Scientific Computing Group, Heidelberg Institute for Theoretical Studies, Heidelberg, Germany.
Institute of Theoretical Informatics, Karlsruhe Institute of Technology, Karlsruhe, Germany.
Mol Biol Evol. 2018 May 1;35(5):1037-1046. doi: 10.1093/molbev/msy014.
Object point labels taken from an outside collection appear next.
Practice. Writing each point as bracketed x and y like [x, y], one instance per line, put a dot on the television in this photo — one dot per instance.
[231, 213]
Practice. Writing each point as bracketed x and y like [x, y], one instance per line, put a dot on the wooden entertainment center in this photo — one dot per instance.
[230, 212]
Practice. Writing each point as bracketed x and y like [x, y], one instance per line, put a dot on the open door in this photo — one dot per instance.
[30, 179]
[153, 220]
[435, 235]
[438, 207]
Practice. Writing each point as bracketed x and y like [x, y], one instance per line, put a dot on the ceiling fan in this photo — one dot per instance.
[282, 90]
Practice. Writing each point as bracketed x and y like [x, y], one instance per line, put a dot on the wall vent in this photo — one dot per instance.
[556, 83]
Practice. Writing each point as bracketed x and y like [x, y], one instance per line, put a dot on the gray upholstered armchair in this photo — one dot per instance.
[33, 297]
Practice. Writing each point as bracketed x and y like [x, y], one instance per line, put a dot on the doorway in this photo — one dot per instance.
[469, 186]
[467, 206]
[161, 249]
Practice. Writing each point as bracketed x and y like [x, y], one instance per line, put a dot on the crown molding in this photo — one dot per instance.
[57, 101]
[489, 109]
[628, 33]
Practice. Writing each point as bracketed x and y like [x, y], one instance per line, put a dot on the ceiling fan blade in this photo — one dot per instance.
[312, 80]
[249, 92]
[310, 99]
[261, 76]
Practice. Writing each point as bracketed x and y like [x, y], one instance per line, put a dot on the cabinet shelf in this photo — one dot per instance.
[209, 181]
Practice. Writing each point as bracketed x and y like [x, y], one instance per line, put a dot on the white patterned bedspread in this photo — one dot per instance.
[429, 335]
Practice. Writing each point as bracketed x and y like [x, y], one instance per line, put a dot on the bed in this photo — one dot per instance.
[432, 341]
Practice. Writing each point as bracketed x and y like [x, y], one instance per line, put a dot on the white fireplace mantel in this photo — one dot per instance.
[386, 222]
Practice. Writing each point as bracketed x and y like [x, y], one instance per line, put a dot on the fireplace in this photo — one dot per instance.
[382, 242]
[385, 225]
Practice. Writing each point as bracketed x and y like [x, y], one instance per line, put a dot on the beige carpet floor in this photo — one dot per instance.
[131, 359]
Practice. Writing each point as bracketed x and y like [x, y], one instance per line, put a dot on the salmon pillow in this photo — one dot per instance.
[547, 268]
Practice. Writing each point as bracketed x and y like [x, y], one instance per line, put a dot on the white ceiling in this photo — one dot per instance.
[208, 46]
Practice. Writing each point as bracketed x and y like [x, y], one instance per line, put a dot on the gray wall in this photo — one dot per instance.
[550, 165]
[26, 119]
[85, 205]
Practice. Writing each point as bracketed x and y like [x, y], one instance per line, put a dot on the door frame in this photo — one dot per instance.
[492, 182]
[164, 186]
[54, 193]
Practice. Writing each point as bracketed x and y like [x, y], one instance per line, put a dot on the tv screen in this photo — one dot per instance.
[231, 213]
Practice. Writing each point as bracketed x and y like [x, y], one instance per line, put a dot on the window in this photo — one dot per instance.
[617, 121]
With Next Generation Sequencing data being routinely used, evolutionary biology is transforming into a computational science. Thus, researchers have to rely on a growing number of increasingly complex software. All widely used core tools in the field have grown considerably, in terms of the number of features as well as lines of code and consequently, also with respect to software complexity. A topic that has received little attention is the software engineering quality of widely used core analysis tools. Software developers appear to rarely assess the quality of their code, and this can have potential negative consequences for end-users. To this end, we assessed the code quality of 16 highly cited and compute-intensive tools mainly written in C/C++ (e.g., MrBayes, MAFFT, SweepFinder, etc.) and JAVA (BEAST) from the broader area of evolutionary biology that are being routinely used in current data analysis pipelines. Because, the software engineering quality of the tools we analyzed is rather unsatisfying, we provide a list of best practices for improving the quality of existing tools and list techniques that can be deployed for developing reliable, high quality scientific software from scratch. Finally, we also discuss journal as well as science policy and, more importantly, funding issues that need to be addressed for improving software engineering quality as well as ensuring support for developing new and maintaining existing software. Our intention is to raise the awareness of the community regarding software engineering quality issues and to emphasize the substantial lack of funding for scientific software development.
随着下一代测序数据的常规使用,进化生物学正在转变为一门计算科学。因此,研究人员必须依赖于越来越多的、日益复杂的软件。该领域中所有广泛使用的核心工具,无论是在功能数量、代码行数方面,还是在软件复杂度方面,都有了显著的增长。一个鲜少受到关注的话题是广泛使用的核心分析工具的软件工程质量。软件开发人员似乎很少评估他们代码的质量,而这可能会对最终用户产生潜在的负面影响。为此,我们评估了 16 个高度引用和计算密集型工具的代码质量,这些工具主要用 C/C++(例如 MrBayes、MAFFT、SweepFinder 等)和 JAVA(BEAST)编写,来自进化生物学更广泛的领域,这些工具在当前数据分析管道中被常规使用。因为我们分析的工具的软件工程质量相当不尽如人意,所以我们提供了一些最佳实践,用于提高现有工具的质量,并列出了可用于从头开始开发可靠、高质量科学软件的技术。最后,我们还讨论了期刊以及科学政策,更重要的是,需要解决的资金问题,以提高软件工程质量,并确保对开发新工具和维护现有工具的支持。我们的目的是提高社区对软件工程质量问题的认识,并强调科学软件开发的资金严重短缺。